Monday, September 24, 2007

New Playbook Aims to Help Reconstruction Teams in Iraq, Afghanistan

By David Mays
American Forces Press Service

Sept. 24, 2007 - Coalition teams working to rebuild communities in Iraq and Afghanistan have a new resource. The Provincial Reconstruction Team Playbook, a first-of-its-kind guide, has just been published by the
Army's Center for Lessons Learned, at Fort Leavenworth, Kan. Two of the center's top leaders spoke about the document during a conference call today with online journalists and "bloggers."

"Guys were going out, putting together PRTs and operating," said
Army Col. Steve Mains, the center's director. "But there wasn't a whole lot of instruction for them on how to do that."

"Our PRTs that exist out there are out there with virtually no supporting mechanism," said retired
Air Force Col. Mike McCoy, lead analyst on the project. "They have to rely on the people they are with."

To get a first-hand look at how team members were conducting missions with local citizens, CALL embedded 15 staffers with PRTs throughout Iraq and Afghanistan. Embedded personnel relayed what they observed to a team of analysts at Fort Leavenworth and staff at
U.S. military schools and headquarters.

"We're in the business of collecting what's really working in theater," Mains said. "The idea is that we would collect information from theater and get it very quickly back to the schools and back to the units."

The playbook offers information such as the concept, intent and principles of PRTs.
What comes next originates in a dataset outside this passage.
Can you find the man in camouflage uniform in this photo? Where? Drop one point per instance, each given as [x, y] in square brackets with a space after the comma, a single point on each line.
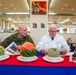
[19, 38]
It also delves into specific and unique challenges faced in Iraq and Afghanistan.

"We've got to get this playbook out in the field," McCoy said. "We've got enough content here that people need to start working on it and
training on it."

CALL has written guides in the past on such topics as sniper operations, base defense, and "how to stay alive in the first 100 days of combat."

"If we see a gap in doctrine, then we will step in and fill that gap with our handbooks," Mains said.

Much of the information published in the playbook had already been assembled by U.S. State Department and Agency for International Development staffers who work side by side with
military members on PRTs, the colonel explained. But an indexed guide compiling all that information in one place was nonexistent, he added.

"We were able to jumpstart it a little bit because of our ability here at Leavenworth," Mains said. "I think we'll see more folks in the interagency community wanting to get their name on these sorts of products in the future."

An immediate effect of the playback's publication is increased dialog among agency staffers who make up the reconstruction teams, the CALL leaders explained.

"At the grassroots level, the worker level, they have been very eager to provide their input," Mains said. "We're building this interagency cooperation from the ground up."

"You have to work together," McCoy said. "You have a common mission."

(David Mays works for the New Media branch of American Forces Information Service.)